A) O sistema de sanções administrativas punitivas em matéria de proteção aos interesses financeiros comunitários

As primeiras sanções previstas pelo ordenamento comunitário foram elaboradas em matéria de concorrência. Esta previsão se encontra nos artigos 81, 82 e 83 do Tratado da Comunidade Européia. O artigo 81 se refere às condutas ilícitas de formação de cartel e o artigo 82 se refere ao abuso de posição dominante, infrações à livre concorrência no seio do mercado comum europeu. E quais são as sanções aplicáveis no caso de violação destas regras? Os Regulamentos e Diretivas podem introduzir medidas coercitivas e multas para serem respeitadas as interdições previstas nos artigos 81 e 82 acima citados (artigo 83, a). Desta maneira, existe um fundamento jurídico para a aplicação de sanções administrativas punitivas em matéria de concorrência.

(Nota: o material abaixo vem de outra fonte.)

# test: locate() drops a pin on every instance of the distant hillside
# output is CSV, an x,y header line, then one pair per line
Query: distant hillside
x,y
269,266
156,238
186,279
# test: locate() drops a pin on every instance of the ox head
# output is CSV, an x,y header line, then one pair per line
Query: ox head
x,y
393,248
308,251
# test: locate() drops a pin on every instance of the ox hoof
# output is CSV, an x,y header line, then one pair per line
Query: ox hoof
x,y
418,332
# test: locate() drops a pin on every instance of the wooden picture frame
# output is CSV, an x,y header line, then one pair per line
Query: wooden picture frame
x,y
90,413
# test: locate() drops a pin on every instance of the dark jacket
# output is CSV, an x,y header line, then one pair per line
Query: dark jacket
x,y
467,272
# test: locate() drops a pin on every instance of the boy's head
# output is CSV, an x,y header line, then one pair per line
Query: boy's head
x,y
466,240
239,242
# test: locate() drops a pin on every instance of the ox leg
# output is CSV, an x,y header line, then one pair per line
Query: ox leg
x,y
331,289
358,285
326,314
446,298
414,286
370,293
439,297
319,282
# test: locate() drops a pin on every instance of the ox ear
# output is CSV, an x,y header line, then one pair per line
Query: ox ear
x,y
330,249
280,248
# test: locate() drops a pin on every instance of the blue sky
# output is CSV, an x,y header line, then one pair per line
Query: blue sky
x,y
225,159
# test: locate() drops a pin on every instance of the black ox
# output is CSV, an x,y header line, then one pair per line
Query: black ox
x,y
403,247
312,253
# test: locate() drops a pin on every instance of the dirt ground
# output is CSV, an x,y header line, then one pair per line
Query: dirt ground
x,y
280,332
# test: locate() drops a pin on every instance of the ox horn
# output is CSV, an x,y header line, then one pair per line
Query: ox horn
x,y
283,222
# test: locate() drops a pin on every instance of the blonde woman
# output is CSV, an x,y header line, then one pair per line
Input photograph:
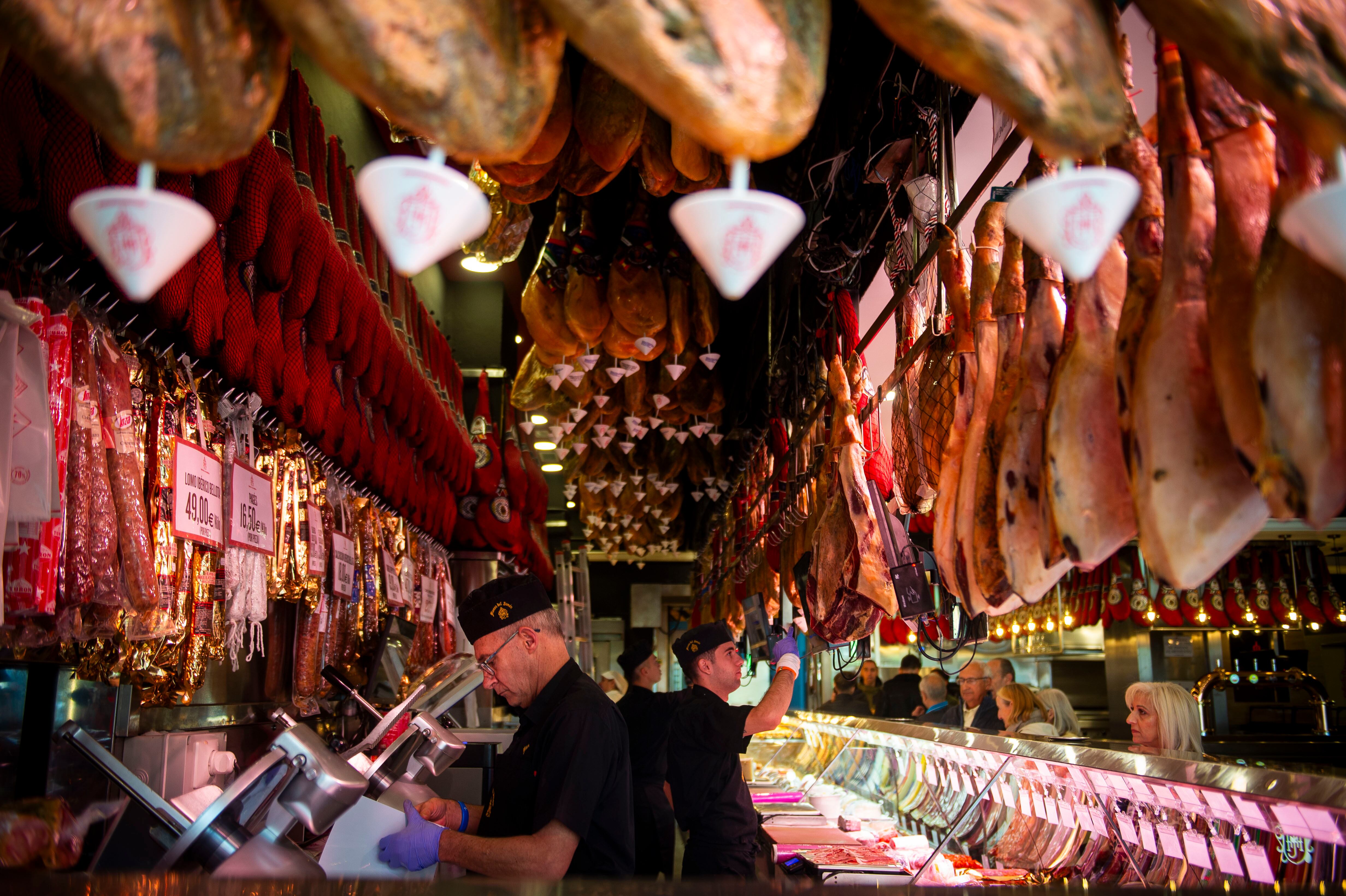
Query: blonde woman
x,y
1058,711
1021,711
1164,716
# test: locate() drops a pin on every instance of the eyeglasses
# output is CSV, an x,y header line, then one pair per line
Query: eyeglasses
x,y
485,665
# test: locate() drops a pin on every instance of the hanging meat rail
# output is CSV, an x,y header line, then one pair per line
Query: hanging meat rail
x,y
1003,154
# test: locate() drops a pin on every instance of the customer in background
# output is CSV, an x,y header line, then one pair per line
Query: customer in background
x,y
869,685
648,718
1058,711
902,692
979,704
1021,712
1164,716
846,697
935,697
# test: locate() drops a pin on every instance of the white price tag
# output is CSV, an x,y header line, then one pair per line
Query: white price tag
x,y
1067,813
1324,824
1147,837
317,544
344,565
1251,812
1194,844
392,584
1291,821
430,599
1227,856
1259,868
252,518
1169,840
197,496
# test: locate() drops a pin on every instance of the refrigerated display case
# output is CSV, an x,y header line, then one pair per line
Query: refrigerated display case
x,y
1009,809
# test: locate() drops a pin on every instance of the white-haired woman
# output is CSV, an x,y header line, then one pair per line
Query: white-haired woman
x,y
1164,716
1058,711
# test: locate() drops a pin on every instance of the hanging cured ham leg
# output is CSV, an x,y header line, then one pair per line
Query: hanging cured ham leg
x,y
956,275
477,79
988,241
1283,53
1088,496
849,588
1007,303
1030,568
1194,502
1048,64
1299,361
1243,157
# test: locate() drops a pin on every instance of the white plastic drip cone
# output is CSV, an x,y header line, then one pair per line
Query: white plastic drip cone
x,y
140,235
737,233
421,209
1075,216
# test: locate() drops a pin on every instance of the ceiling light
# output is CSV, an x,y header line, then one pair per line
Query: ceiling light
x,y
477,266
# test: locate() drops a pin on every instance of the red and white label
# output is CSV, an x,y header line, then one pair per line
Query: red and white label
x,y
252,518
197,496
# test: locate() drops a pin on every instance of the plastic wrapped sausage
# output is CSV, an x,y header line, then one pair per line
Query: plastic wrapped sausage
x,y
126,475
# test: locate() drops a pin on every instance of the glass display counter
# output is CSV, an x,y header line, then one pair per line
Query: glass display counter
x,y
1010,810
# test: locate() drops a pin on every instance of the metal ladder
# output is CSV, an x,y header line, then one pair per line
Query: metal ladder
x,y
572,595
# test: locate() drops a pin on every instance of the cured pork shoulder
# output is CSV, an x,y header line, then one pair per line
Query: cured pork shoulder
x,y
1088,497
1022,478
185,85
1299,361
1196,505
477,77
988,243
739,79
1290,54
1049,64
1243,157
849,586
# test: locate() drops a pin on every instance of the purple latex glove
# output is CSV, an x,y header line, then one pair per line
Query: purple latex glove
x,y
785,646
415,847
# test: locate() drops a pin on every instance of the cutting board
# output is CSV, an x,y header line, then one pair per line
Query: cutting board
x,y
799,836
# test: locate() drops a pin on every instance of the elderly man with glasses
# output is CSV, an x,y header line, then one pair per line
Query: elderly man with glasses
x,y
560,802
979,703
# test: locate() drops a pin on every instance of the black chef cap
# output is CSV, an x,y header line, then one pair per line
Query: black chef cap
x,y
501,602
634,656
698,642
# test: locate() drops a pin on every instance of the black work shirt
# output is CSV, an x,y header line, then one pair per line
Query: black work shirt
x,y
569,762
710,797
648,718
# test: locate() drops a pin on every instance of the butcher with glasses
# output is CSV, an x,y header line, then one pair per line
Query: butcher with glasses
x,y
560,804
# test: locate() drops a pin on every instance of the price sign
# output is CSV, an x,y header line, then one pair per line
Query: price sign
x,y
317,547
252,518
430,598
392,584
197,496
344,565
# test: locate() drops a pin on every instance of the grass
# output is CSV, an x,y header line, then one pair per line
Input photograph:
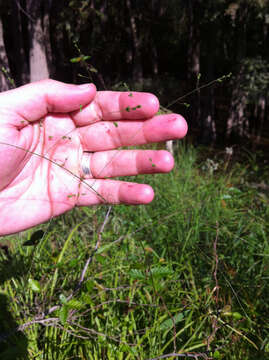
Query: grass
x,y
187,275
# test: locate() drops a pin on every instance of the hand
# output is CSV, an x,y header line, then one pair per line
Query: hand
x,y
52,134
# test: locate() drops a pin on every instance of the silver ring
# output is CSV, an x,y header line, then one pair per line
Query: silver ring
x,y
86,164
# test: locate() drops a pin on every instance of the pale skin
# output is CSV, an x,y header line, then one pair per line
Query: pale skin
x,y
44,129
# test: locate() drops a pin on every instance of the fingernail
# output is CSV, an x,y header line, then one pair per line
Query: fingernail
x,y
84,86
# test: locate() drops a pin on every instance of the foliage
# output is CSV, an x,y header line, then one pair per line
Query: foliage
x,y
188,274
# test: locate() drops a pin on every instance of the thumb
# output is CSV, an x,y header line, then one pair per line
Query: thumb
x,y
35,100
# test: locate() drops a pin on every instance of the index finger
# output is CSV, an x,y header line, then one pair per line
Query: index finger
x,y
116,105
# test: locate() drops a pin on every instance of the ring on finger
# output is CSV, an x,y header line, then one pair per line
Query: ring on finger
x,y
86,165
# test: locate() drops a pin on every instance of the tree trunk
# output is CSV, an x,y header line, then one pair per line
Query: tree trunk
x,y
236,119
4,70
208,124
37,54
193,72
20,65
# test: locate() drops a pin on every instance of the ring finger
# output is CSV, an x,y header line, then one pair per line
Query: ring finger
x,y
107,164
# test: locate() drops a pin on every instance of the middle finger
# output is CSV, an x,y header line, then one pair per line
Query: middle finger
x,y
107,135
115,163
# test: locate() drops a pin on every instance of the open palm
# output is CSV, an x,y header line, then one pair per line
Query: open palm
x,y
45,128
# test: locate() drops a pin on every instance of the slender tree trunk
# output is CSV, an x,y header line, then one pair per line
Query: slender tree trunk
x,y
236,120
21,68
208,124
194,14
37,54
4,66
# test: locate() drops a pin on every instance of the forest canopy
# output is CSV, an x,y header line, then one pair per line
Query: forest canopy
x,y
170,48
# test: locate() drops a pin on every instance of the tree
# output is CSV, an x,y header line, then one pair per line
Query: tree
x,y
37,12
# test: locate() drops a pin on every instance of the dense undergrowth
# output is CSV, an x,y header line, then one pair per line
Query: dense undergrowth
x,y
186,275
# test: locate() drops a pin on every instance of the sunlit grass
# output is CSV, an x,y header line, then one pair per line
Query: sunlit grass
x,y
187,274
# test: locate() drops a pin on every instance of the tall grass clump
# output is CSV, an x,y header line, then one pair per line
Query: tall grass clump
x,y
184,277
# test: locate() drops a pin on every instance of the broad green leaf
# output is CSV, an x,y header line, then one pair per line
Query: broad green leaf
x,y
34,285
63,299
169,323
75,304
136,274
63,314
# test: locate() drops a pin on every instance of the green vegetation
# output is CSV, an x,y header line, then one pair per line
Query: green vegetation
x,y
187,274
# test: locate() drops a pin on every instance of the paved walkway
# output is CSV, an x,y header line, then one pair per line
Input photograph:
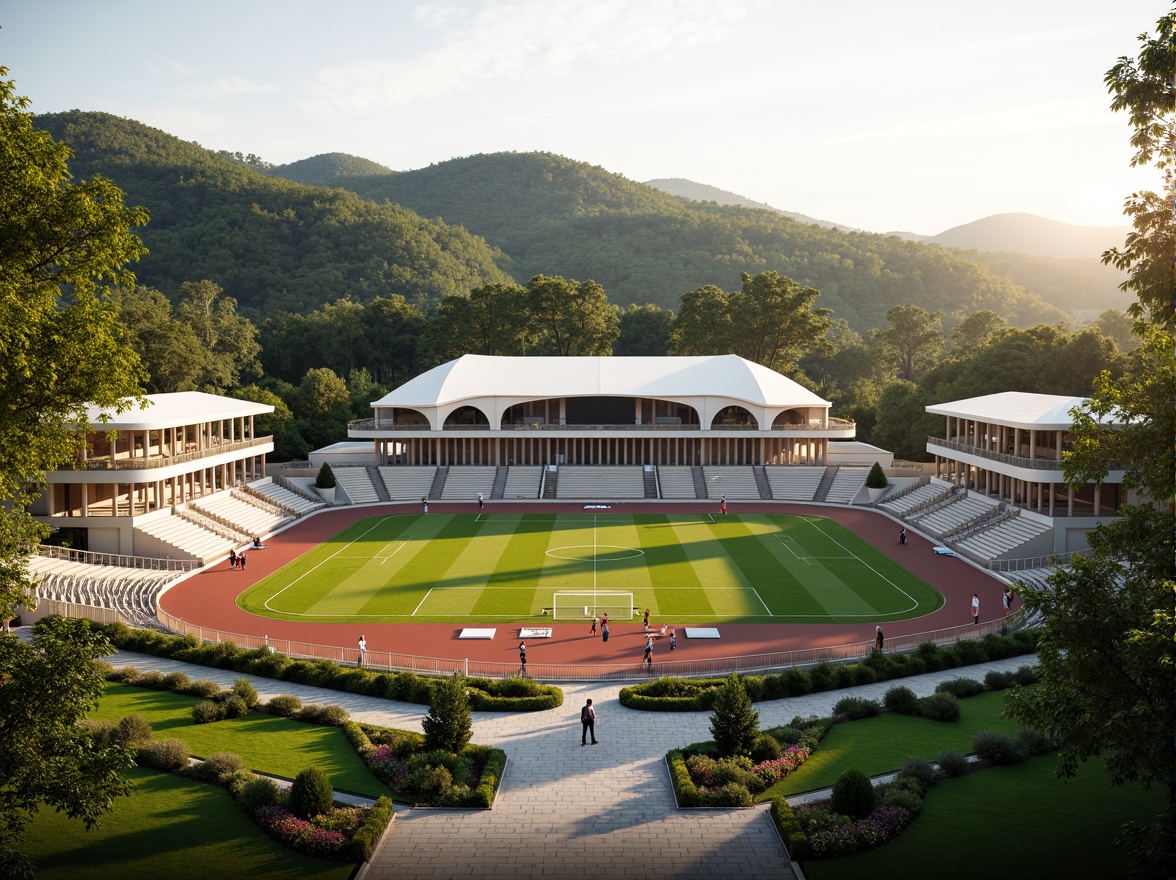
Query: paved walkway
x,y
566,811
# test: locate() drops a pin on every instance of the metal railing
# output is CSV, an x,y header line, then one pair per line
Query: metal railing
x,y
119,559
833,425
391,661
107,464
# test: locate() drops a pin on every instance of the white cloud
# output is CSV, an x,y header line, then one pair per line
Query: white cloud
x,y
227,86
521,40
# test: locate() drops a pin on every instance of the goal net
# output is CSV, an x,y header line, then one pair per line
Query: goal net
x,y
586,604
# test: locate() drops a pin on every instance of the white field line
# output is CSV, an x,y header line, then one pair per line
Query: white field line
x,y
914,602
378,522
421,602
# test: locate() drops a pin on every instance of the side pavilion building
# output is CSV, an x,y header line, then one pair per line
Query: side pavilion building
x,y
719,410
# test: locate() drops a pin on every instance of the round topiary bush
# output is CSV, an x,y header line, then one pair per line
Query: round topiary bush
x,y
312,793
901,699
853,794
326,478
951,762
921,771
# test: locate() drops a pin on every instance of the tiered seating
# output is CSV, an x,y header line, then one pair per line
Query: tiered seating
x,y
676,480
465,482
1006,535
247,518
847,482
601,481
187,538
356,484
132,592
407,482
522,481
954,515
730,481
927,494
794,482
287,499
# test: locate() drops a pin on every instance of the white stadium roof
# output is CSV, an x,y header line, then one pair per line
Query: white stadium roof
x,y
475,375
1015,408
184,407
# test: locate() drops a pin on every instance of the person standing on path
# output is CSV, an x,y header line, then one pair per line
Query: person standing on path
x,y
588,721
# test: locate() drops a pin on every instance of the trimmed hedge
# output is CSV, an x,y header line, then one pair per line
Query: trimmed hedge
x,y
673,694
512,694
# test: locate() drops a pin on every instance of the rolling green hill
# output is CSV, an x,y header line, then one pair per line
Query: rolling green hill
x,y
269,242
555,215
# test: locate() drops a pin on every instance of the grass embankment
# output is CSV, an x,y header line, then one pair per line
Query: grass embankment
x,y
171,827
274,746
880,745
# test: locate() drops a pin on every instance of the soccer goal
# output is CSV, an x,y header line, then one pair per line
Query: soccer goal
x,y
586,604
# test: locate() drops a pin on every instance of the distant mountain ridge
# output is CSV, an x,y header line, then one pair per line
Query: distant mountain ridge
x,y
328,168
705,192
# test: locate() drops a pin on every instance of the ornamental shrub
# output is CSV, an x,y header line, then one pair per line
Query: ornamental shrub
x,y
734,725
167,755
311,794
951,762
218,767
447,726
997,747
284,706
766,748
961,688
854,708
921,771
853,794
326,478
901,699
940,707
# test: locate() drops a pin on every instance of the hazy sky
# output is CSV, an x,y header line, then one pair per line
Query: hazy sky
x,y
884,115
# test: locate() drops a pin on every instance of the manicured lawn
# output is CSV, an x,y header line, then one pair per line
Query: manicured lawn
x,y
881,744
269,745
456,567
1016,821
171,828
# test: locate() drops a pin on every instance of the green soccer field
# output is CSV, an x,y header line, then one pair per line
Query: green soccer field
x,y
685,568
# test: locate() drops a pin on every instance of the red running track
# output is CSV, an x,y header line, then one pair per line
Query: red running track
x,y
208,598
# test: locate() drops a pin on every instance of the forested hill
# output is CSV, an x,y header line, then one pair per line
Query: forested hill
x,y
269,242
328,168
558,217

Quanto às multas, podemos nos questionar se se trata de multas administrativas ou de natureza penal. De qualquer modo, uma ou outra se situa dentro do que denominamos matéria penal. Mas sabemos que na ausência de competência penal comunitária, estas multas são de natureza administrativa.

O Regulamento n. 17, de 1962 foi o primeiro dispositivo a prever medidas de controle e sanções em matéria de concorrência. Tal Regulamento foi atualizado e hoje seu conteúdo se encontra no Regulamento n.1, de 2003.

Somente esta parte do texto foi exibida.